Liberdade A Associação Brasileira de Críticos de Arte (ABCA) definiu as recentes polêmicas como um cerceamento de liberdade de expressão artística no Brasil. “Lutamos por uma sociedade plural constituída pelo debate e fortalecida nas mais variadas formas de expressão. Somos contra qualquer forma de censura, pois ela restringe a liberdade de expressão e tenta retirar da arte sua potencialidade de dissidência e ruptura. Como ser livre tentando calar o outro?”, escreveu a presidente da entidade, Maria Amelia Bulhões. 

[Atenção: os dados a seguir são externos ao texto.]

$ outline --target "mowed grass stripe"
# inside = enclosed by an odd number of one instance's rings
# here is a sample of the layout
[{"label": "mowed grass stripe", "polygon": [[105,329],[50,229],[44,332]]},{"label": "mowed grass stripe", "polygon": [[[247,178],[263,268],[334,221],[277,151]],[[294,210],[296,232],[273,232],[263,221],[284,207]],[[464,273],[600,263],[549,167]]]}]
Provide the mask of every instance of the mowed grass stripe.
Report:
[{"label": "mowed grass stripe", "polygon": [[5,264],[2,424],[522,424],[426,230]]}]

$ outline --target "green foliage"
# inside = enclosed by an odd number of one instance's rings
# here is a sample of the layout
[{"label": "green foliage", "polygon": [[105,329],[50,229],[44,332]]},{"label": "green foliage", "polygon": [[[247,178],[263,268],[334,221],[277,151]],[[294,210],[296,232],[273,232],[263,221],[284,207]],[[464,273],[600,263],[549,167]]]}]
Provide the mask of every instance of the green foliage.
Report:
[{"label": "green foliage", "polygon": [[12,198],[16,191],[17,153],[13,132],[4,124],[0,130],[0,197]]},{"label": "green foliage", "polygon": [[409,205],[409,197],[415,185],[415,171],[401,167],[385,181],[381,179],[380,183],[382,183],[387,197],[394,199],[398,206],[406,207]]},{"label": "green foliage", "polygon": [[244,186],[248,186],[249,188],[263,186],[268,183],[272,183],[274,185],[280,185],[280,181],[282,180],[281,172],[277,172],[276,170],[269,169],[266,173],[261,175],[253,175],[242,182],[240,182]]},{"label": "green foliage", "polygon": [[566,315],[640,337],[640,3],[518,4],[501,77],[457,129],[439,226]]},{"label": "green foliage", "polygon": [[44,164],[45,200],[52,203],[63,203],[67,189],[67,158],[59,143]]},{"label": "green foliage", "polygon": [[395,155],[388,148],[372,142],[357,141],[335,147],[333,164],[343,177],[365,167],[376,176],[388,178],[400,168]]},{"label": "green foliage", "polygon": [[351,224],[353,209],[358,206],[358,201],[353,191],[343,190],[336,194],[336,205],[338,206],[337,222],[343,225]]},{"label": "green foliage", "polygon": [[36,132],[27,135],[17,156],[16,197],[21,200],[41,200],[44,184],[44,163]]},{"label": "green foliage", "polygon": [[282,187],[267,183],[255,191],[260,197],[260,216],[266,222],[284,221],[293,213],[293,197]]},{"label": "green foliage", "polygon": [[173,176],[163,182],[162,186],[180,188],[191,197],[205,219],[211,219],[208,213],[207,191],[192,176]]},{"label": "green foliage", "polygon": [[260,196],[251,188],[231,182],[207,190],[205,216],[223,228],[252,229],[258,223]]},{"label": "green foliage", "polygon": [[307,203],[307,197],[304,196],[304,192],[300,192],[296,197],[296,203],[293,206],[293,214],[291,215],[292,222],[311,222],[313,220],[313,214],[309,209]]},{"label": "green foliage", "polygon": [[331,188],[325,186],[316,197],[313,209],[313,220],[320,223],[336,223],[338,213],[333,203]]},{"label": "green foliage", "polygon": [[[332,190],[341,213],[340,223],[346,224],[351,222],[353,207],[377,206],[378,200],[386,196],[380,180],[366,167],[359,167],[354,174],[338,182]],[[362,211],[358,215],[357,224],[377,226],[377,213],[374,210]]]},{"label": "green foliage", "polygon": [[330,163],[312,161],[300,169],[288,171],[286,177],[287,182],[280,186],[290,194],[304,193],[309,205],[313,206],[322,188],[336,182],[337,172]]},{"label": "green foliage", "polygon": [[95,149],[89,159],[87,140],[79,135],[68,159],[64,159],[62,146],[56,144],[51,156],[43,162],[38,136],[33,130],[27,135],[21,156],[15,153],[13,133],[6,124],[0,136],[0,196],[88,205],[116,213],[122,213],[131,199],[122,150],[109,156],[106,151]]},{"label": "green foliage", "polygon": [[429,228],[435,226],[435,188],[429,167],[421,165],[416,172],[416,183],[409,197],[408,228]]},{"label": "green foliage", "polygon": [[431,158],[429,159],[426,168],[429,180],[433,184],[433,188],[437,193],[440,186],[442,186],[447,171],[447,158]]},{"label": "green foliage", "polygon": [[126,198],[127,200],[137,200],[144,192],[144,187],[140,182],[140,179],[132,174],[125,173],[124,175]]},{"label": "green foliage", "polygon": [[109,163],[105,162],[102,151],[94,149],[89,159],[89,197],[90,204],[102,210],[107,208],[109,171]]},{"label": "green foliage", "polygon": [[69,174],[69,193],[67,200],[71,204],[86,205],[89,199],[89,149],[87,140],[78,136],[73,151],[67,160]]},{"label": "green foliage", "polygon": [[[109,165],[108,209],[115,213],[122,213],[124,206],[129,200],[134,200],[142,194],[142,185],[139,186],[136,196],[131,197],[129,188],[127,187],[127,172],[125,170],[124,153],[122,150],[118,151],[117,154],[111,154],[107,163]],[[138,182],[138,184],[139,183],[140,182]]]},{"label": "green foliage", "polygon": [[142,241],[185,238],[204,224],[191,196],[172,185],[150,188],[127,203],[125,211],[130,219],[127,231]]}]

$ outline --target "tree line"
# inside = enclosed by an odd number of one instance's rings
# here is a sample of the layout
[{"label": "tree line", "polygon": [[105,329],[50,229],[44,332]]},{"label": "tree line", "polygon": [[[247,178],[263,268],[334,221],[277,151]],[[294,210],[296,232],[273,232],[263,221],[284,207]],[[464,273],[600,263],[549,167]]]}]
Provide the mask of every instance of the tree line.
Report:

Para o artista e curador do IC, Jorge Alencar, essas manifestações de ódio na internet são fruto de desinformação. “Em nenhuma dimensão Le Bête, fruto de um trabalho muito sério, tem conexão com sexualidade e erotismo”. Segundo ele,  quando veio a Salvador, o espetáculo permitiu entrada de crianças acompanhadas dos pais e foi elogiado pelo público por sua delicadeza: “Houve harmonia entre crianças e adultos. Estamos certos de que a arte entende o corpo nu muito além do sexo. Somos nós. É lugar de resistência e de liberdade. Com essa onda conservadora potencializada pelas redes, o nu é culpabilizado. Corpo nu é lugar de poesia”, defende. Os ataques chegaram ao músico Luciano Simas, confundido com Schwartz. Em agosto, ele fez uma postagem elogiando Le Bête e teve sua foto compartilhada por Bolsonaro, ontem. “Na Bahia La Betê foi acolhida com encantamento, foi compreendida; infelizmente em São Paulo foi diferente. Mesmo sem saber nada sobre a performance estão fazendo esse julgamento e confundindo corpo nu com sexo e sexo com coisa suja”, diz.